Los filtros de las Dolomitas
Al sur, como apartadas están las Dolomitas, estas montañas veraces, monumentales, individuales, que forman un hato donde confluyen Italia y Alemania, mientras el mundo esloveno se aproxima hacia Friuli. Hay grupos de montañas encadenadas que forman olas de forma ininterrumpida, como en Suiza, y otras son grandes ruedas con sus 360º. A diferencia de la parte suiza, dejan filtrarse más de lo que retienen; son unas viejas montañas perforadas que dejan pasar luces contradictorias, mezcladas en una danza de sombra y de luz.
Las montañas órficas
Entre los Alpes y los Cárpatos, hay una Viena centinela, cerrojo, vado, un intersticio de llanura. ¿Viena capital de la montaña? No, Viena es ágil y afectada, toda en arpegios, incluso en el plan urbanístico domina una geometría mineral, a la vez concéntrica y rectilínea, sabiamente orquestada. Tras la calma danibiana de Viena, el movimiento revoltoso se renueva en los Tatras, los “Alpes” orientales que se abren sobre la planicie ucraniana y son la prolongación al oeste de los Cárpatos. Tres nombres para montañas, para la columna vertebral que da a Europa un cuerpo vivo, musculado, contradictorio: Alpes, Tatras, Cárpatos. A poca distancia, al este de Bratislava, comienzan estas montañas orientales que parecen un cráneo en el que se amplía el antiguo imperio austrohúngaro. Las montañas se revuelven contra la planicie haciendo un lago en la Hungría real.

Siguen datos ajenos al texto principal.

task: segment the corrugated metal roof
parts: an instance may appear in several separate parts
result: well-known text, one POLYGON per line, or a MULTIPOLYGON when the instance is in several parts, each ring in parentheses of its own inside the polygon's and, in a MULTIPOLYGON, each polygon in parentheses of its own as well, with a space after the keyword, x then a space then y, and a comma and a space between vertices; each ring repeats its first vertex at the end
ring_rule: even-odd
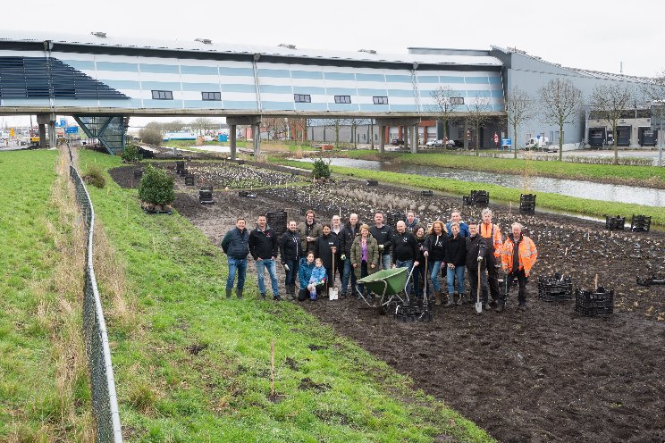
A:
MULTIPOLYGON (((202 36, 204 39, 206 36, 202 36)), ((501 66, 501 62, 496 57, 478 55, 446 55, 446 54, 370 54, 367 52, 331 51, 312 48, 290 48, 287 46, 263 46, 240 44, 205 43, 203 41, 161 40, 156 38, 134 38, 114 37, 97 37, 93 33, 88 35, 72 35, 55 32, 39 31, 2 31, 0 41, 7 42, 54 42, 54 50, 57 51, 57 44, 81 45, 85 46, 117 47, 146 50, 171 50, 198 52, 201 54, 240 54, 281 56, 281 57, 306 57, 310 59, 340 60, 354 62, 377 62, 388 63, 414 63, 427 65, 463 65, 463 66, 501 66)))

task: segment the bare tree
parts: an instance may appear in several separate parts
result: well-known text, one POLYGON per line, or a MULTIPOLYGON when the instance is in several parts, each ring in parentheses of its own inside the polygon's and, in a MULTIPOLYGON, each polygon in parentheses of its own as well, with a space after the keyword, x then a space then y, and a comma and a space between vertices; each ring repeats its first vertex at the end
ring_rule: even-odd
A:
POLYGON ((634 89, 619 83, 596 85, 591 95, 591 106, 600 120, 604 120, 612 127, 614 143, 614 164, 619 163, 619 145, 617 143, 617 123, 626 113, 626 110, 636 101, 634 89))
POLYGON ((514 87, 510 92, 506 95, 506 113, 508 114, 508 123, 513 129, 513 151, 514 157, 518 158, 518 129, 527 120, 531 120, 535 115, 535 107, 534 106, 534 98, 526 91, 514 87))
POLYGON ((448 138, 448 123, 459 107, 459 101, 457 100, 459 97, 453 97, 452 95, 452 89, 447 86, 440 86, 438 89, 432 91, 432 98, 434 100, 432 113, 443 126, 443 139, 448 138))
POLYGON ((559 161, 563 159, 563 126, 579 113, 582 91, 569 79, 554 79, 538 89, 541 113, 545 122, 559 125, 559 161))
POLYGON ((476 131, 476 155, 480 155, 480 129, 492 120, 488 114, 492 110, 489 97, 475 97, 468 105, 468 121, 476 131))

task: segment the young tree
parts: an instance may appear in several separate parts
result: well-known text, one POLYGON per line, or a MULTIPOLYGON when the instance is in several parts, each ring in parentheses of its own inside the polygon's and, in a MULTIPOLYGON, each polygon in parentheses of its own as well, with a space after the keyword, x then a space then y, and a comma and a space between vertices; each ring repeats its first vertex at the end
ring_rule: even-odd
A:
POLYGON ((563 126, 579 113, 582 91, 568 79, 555 79, 538 89, 541 113, 546 123, 559 125, 559 161, 563 159, 563 126))
POLYGON ((617 123, 635 101, 636 95, 633 88, 619 83, 596 85, 591 95, 592 108, 596 112, 600 120, 604 120, 612 127, 614 164, 619 164, 617 123))
POLYGON ((514 158, 518 158, 518 129, 527 120, 535 115, 534 98, 526 91, 514 87, 506 96, 506 113, 508 113, 508 123, 513 129, 513 151, 514 158))
POLYGON ((440 86, 435 91, 432 91, 432 98, 434 104, 432 106, 432 113, 436 120, 443 125, 443 139, 448 138, 448 123, 452 118, 453 113, 459 107, 459 103, 452 97, 452 89, 450 87, 440 86))
POLYGON ((487 113, 491 112, 492 104, 489 97, 475 97, 468 104, 468 122, 476 131, 476 155, 480 155, 480 129, 492 120, 487 113))

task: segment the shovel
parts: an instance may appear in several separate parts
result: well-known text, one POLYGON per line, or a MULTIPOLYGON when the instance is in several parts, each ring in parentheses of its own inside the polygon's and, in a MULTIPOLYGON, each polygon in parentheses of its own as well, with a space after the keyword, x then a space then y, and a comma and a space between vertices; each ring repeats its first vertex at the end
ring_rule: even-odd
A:
POLYGON ((337 300, 337 288, 335 288, 335 253, 332 253, 332 278, 328 281, 328 298, 337 300))
POLYGON ((476 291, 476 313, 480 315, 483 313, 483 304, 480 302, 480 272, 481 272, 481 263, 483 262, 480 262, 478 263, 478 288, 476 291))

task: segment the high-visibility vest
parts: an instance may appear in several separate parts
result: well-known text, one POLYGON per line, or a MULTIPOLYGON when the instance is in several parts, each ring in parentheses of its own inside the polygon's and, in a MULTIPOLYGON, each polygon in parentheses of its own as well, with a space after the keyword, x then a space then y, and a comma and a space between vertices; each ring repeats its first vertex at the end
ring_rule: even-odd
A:
POLYGON ((480 223, 478 225, 478 232, 483 238, 492 239, 492 246, 494 248, 494 257, 499 258, 501 255, 501 246, 503 245, 503 241, 501 240, 501 230, 500 230, 494 223, 492 223, 491 227, 484 223, 480 223))
MULTIPOLYGON (((501 253, 501 266, 503 271, 512 272, 513 265, 513 252, 515 250, 515 243, 511 237, 506 238, 503 242, 503 250, 501 253)), ((518 255, 519 256, 519 270, 524 270, 524 274, 528 277, 531 268, 535 264, 535 261, 538 259, 538 250, 535 248, 534 240, 526 236, 522 236, 522 241, 519 242, 518 247, 518 255)))

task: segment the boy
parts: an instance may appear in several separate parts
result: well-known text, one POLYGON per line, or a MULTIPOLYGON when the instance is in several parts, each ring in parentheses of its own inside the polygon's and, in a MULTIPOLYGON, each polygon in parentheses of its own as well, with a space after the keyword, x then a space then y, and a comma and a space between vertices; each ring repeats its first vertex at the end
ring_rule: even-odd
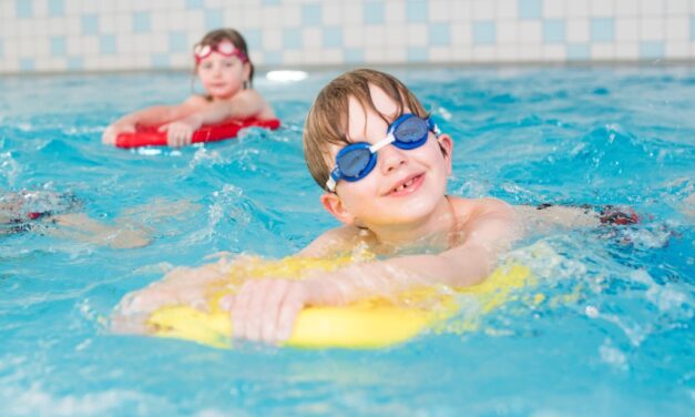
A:
MULTIPOLYGON (((344 225, 298 255, 330 257, 367 248, 388 258, 317 272, 304 281, 247 281, 234 297, 221 302, 232 314, 234 337, 283 342, 308 305, 341 305, 423 284, 477 284, 523 234, 520 217, 532 212, 543 213, 544 224, 599 224, 572 208, 517 211, 494 199, 448 196, 452 149, 451 138, 439 132, 418 99, 394 77, 356 70, 326 85, 307 118, 305 159, 326 190, 321 204, 344 225)), ((221 261, 174 271, 126 297, 120 314, 146 314, 173 302, 204 304, 204 282, 219 279, 233 265, 221 261)))

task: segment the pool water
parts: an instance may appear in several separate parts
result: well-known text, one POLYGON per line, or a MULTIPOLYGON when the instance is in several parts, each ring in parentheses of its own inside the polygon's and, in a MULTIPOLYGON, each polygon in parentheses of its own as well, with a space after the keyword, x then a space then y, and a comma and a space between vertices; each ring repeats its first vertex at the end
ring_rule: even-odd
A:
POLYGON ((337 73, 259 78, 284 122, 276 132, 140 151, 102 145, 103 129, 183 100, 190 75, 4 77, 0 189, 72 193, 92 218, 139 222, 153 242, 0 236, 0 415, 692 415, 695 70, 392 72, 454 138, 451 194, 624 204, 643 223, 529 237, 512 257, 538 283, 474 332, 457 330, 478 314, 462 298, 443 329, 381 350, 112 335, 121 297, 173 266, 222 251, 283 257, 337 226, 300 143, 311 100, 337 73))

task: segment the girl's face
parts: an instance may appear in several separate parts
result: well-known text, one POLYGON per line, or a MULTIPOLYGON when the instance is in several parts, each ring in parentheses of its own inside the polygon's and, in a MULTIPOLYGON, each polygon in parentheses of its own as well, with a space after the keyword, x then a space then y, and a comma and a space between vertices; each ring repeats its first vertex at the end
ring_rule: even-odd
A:
POLYGON ((244 83, 251 74, 251 64, 237 55, 213 51, 200 60, 196 72, 213 100, 229 100, 244 90, 244 83))

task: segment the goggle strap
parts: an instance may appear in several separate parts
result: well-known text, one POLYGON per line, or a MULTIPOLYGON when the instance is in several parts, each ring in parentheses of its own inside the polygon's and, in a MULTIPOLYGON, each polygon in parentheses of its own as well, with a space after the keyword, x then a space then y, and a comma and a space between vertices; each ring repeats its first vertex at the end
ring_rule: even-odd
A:
POLYGON ((389 143, 394 143, 395 141, 396 141, 396 136, 394 136, 392 132, 389 132, 388 136, 384 138, 379 142, 377 142, 374 145, 369 146, 369 152, 377 153, 377 152, 379 152, 379 150, 381 148, 388 145, 389 143))

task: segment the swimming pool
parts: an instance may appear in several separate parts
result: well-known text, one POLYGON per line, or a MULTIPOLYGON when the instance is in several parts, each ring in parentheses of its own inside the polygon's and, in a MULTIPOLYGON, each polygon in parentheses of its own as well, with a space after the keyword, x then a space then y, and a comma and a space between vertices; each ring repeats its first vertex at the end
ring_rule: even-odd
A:
POLYGON ((366 352, 217 350, 114 336, 104 326, 114 305, 172 266, 219 251, 282 257, 336 225, 300 144, 306 110, 336 73, 257 80, 284 121, 277 132, 134 152, 103 146, 103 128, 181 100, 188 75, 6 77, 0 187, 71 192, 90 216, 131 216, 154 242, 119 251, 0 236, 0 414, 688 415, 695 70, 394 73, 454 138, 452 194, 626 204, 644 223, 612 236, 529 238, 514 256, 539 277, 532 294, 543 302, 511 299, 472 333, 444 329, 366 352), (182 214, 160 215, 182 204, 182 214), (539 247, 551 255, 534 257, 539 247))

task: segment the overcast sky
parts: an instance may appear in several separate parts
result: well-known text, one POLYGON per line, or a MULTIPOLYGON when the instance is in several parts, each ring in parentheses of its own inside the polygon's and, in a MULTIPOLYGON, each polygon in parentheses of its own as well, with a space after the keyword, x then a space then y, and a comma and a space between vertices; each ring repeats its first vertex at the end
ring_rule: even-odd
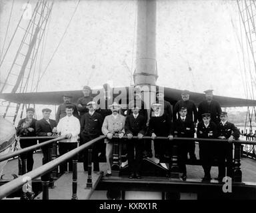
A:
MULTIPOLYGON (((15 0, 5 49, 25 1, 15 0)), ((32 7, 36 1, 31 1, 32 7)), ((45 54, 44 71, 71 17, 77 1, 55 1, 45 54)), ((12 1, 0 1, 0 51, 12 1)), ((157 84, 171 88, 245 98, 236 1, 157 1, 157 84), (231 18, 236 29, 231 23, 231 18)), ((135 59, 136 1, 81 1, 65 36, 39 84, 39 91, 81 89, 112 81, 127 86, 135 59), (93 73, 91 75, 91 73, 93 73), (91 75, 91 79, 88 77, 91 75)), ((23 20, 24 25, 27 20, 23 20)), ((0 69, 0 81, 22 39, 19 31, 0 69)))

Eslovaquia traza su identidad, su fuerza, su sustancia, no de la acuosa, brumosa, eléctrica Bratislava, capital periférica, sino de la montaña. Bratislava es el puerto del Danubio que mira a la planicie de Alfold, pero en el fondo, como en un inconsciente rechazo se aferran las montañas, el pasado, el sabor y el canto. El imaginario de montaña es más fuerte que el imaginario del río. La montaña eslovaca es aún campesina, pastora, trabajadora y musical como en los cuadros de Ludovit Fulla, Pieseň a práca (canción y trabajo), sus entrañas resuenan por el ruido de las piochas y los picos de los mineros sajones, de los sonidos de un trabajo secular; fue también fortaleza erigida contra las mareas otomanas y espacio de repliegue para las poblaciones de los valles donde la migración abraza extrañamente el trazo de las montañas desde el Pinde griego hasta el Beskydes checo y polaco. La imaginación de este pueblo órfico, de pastores nómadas, sin duda llena de caminos las altas tierras de pastoreo eslovacas, que contribuyen a colonizar; en estas montañas redondas y verdes, la labor debiera ser sublimada por una sensibilidad musical que anima hasta los muros de las casas.
Es como si un poco de la Tracia remontase desde los montes Rhodopes. Las montañas aportan así un aliento meridional, antiguo, mediterráneo, en Eslovaquia pero también en la Polonia de Beskydes, Tatras, Zakopane. Si al oeste se pasa por las puertas de Janus para salir al sur así el sur remonta, con el paso del tiempo, en el mismo cuerpo de la gran montaña que serpentea en torno a Eslovaquia, Polonia, Rumania, Grecia, en un mismo trazo del valle. La unión se opera de nuevo entre la planicie del norte y del sur que remonta a lo largo de la columna vertebral, como la energía de Kundalini, aportando el Norte, Rumanía, Eslovaquia, Chequia, Polonia, un impulso meridional y solar.